The Longing for Touch

Our longing for revelation of the universe culminates on St John’s Day, the only Christian festival of the year named after a person.


For a long time we have longed for summer, for warmth and light, for distance that can become nearness at any moment. It is a longing that shows itself at all levels of our existence—a longing for life in a radiant world, illuminated by sunlight, where we abandon ourselves freely to jubilation. We want to celebrate the world becoming visible. For too long, we waited until the seeds, hidden deep in the earth’s darkness, wanted to give themselves up to visibility. In a summery world, everything—every scent, every gentle breeze, the coolness of a fountain, the light—is like music, a melody that travels across the valleys. Everything becomes a sign of this manifestation.

Above it all arches the canopy of the blue sky by day and the dome of stars by night. The living touches us like a fragrance. It speaks. As we ponder, the magic of everything that sprouts and blossoms manifests in fulfillment. The lyrical and poetic begin to sing within us. For a moment, beauty settles over the world. Our longing has revealed heaven. Delighted, we join in. A wedding is celebrated.

We long for touch in the almost infinite possibilities of encounter. We want to abandon ourselves—to a work of art, to a fellow human being, to an idea or to nature. It is always about the yearning that something like an answer will come to meet us. But we also hope that the longing will inspire us and take us beyond ourselves, to where our destiny awaits.

Touch is mutual: the one who touches and the one who is touched. Sometimes we touch each other as Rilke describes it: “But everything that touches us, you and me, / Takes us together like a bow / Drawing a single voice as from two strings” (From: ‘Love Song’).

A delicate oscillation, a resonance like a hum begins. From these oscillations a constantly expanding experience emerges. The earth has completely exhaled, most strongly in regions where it is midsummer. This is what we abandon ourselves to. As if touched by a world of sounds that draws us along, our listening into the vastness of the heavens grows in intensity until we reach the point where the music of the spheres becomes audible. But who has touched us? Where have we been? What has revealed itself?
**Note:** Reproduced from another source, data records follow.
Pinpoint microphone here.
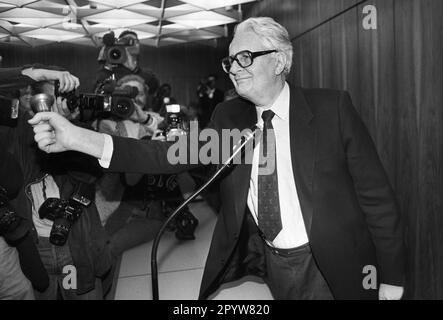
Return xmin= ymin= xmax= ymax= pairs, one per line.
xmin=151 ymin=124 xmax=261 ymax=300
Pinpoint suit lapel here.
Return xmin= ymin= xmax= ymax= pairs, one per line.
xmin=289 ymin=86 xmax=317 ymax=235
xmin=231 ymin=102 xmax=257 ymax=227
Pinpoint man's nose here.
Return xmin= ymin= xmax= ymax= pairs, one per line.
xmin=229 ymin=60 xmax=243 ymax=75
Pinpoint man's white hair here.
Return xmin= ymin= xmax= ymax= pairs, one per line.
xmin=234 ymin=17 xmax=294 ymax=76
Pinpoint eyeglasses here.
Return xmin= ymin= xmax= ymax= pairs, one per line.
xmin=222 ymin=50 xmax=277 ymax=73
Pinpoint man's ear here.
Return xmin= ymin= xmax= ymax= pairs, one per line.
xmin=275 ymin=51 xmax=286 ymax=75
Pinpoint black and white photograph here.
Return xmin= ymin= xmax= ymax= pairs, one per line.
xmin=0 ymin=0 xmax=443 ymax=306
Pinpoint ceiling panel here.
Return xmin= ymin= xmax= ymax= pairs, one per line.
xmin=0 ymin=0 xmax=257 ymax=47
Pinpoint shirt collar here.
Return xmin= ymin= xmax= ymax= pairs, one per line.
xmin=256 ymin=82 xmax=290 ymax=121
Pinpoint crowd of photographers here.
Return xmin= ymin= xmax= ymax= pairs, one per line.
xmin=0 ymin=31 xmax=225 ymax=300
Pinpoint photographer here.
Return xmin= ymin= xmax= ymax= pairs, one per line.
xmin=0 ymin=151 xmax=34 ymax=300
xmin=2 ymin=71 xmax=112 ymax=300
xmin=0 ymin=64 xmax=80 ymax=125
xmin=94 ymin=30 xmax=159 ymax=104
xmin=0 ymin=64 xmax=79 ymax=300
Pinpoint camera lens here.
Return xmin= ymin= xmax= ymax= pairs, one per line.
xmin=109 ymin=49 xmax=122 ymax=60
xmin=49 ymin=218 xmax=71 ymax=246
xmin=111 ymin=98 xmax=134 ymax=119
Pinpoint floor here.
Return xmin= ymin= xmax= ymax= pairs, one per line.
xmin=114 ymin=202 xmax=272 ymax=300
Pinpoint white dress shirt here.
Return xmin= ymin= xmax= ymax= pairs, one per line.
xmin=247 ymin=83 xmax=308 ymax=249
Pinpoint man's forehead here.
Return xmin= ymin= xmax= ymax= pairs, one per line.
xmin=229 ymin=31 xmax=263 ymax=55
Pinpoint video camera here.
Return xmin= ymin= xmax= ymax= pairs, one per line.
xmin=38 ymin=183 xmax=95 ymax=246
xmin=0 ymin=186 xmax=29 ymax=243
xmin=55 ymin=81 xmax=138 ymax=120
xmin=38 ymin=198 xmax=83 ymax=246
xmin=101 ymin=31 xmax=136 ymax=65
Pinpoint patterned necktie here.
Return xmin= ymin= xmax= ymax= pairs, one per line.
xmin=258 ymin=110 xmax=282 ymax=241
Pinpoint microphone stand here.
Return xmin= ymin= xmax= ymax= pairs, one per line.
xmin=151 ymin=125 xmax=258 ymax=300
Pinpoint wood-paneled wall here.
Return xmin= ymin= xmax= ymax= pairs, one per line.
xmin=248 ymin=0 xmax=443 ymax=299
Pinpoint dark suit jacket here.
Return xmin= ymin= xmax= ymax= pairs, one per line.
xmin=110 ymin=87 xmax=404 ymax=299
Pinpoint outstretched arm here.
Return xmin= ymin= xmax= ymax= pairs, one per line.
xmin=29 ymin=112 xmax=105 ymax=159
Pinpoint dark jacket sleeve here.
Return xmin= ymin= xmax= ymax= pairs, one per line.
xmin=339 ymin=93 xmax=405 ymax=285
xmin=109 ymin=136 xmax=198 ymax=174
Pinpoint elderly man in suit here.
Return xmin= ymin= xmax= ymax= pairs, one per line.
xmin=31 ymin=18 xmax=404 ymax=299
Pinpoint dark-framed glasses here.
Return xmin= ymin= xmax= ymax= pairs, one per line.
xmin=222 ymin=50 xmax=277 ymax=73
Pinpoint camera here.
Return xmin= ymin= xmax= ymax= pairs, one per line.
xmin=57 ymin=82 xmax=138 ymax=119
xmin=102 ymin=31 xmax=135 ymax=65
xmin=38 ymin=198 xmax=83 ymax=246
xmin=0 ymin=186 xmax=29 ymax=243
xmin=165 ymin=104 xmax=186 ymax=141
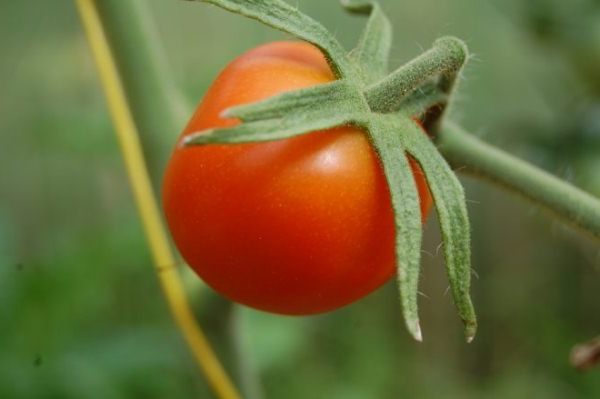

How far beyond ourselves could that touch lift us? The longing always remains. Because if it had been satisfied, we would only have had a sense of ourselves: “On which instrument are we strung? / And what violinist has us in his hand?” (Rilke, from: ‘Love Song’)

‘The Prophet’, Pablo Gargallo, 1933, Middelheim, Antwerp. Photos: Marc Schepens

One Crying in the Wilderness

In the Middelheim, an open-air museum of sculpture, there is a bronze sculpture by the Catalan sculptor Pablo Gargallo from 1933. A superhumanly large figure, it stands exposed and alone in a grassy area, a staff in its left hand, its right arm raised in an admonishing gesture, its mouth wide open. It was called ‘The Prophet’ by the artist. He is crying out. The concentrated power of his cry surges up in waves like flames until they contract into a single, warning gesture, as if in a scream. If you approach the sculpture slowly from a distance, observing it from the side, you might notice a double profile: one looking forwards, one apparently looking backwards. Only the forward-facing mouth is open. The profile turned backwards lacks a face although a mouth is just barely implied—a mouth that has already closed.

He wanders in the desert of Judea. “Who art thou?” he is asked. Priests and Levites, sent from Jerusalem, surround him. “I am not the Christ” is his response. Then they ask him: “Art thou Elias? And he saith, I am not.” And he answers “No” when they ask him whether he is the Prophet, for he concludes the series of prophets. At the moment of asking, he is not a witness, not yet. For the one he will point to in recognition is yet to come. What does he say about himself? “I am the voice of one crying in the wilderness” (John 1:19-23, King James Version).

“ἐγὼ φωνὴ βοῶντος ἐν τῇ ἐρήμῳ’” (Phonè boöontes). A voice like a tempest, like a raging, wailing ‘blast’. A wandering voice in the rift between the two greatest possible cosmic periods, between before and after. This too is a desert he has to cross. “Make straight the way of the Lord,” he also says. (εὐθύνατε τὴν ὁδὸν κυρίου)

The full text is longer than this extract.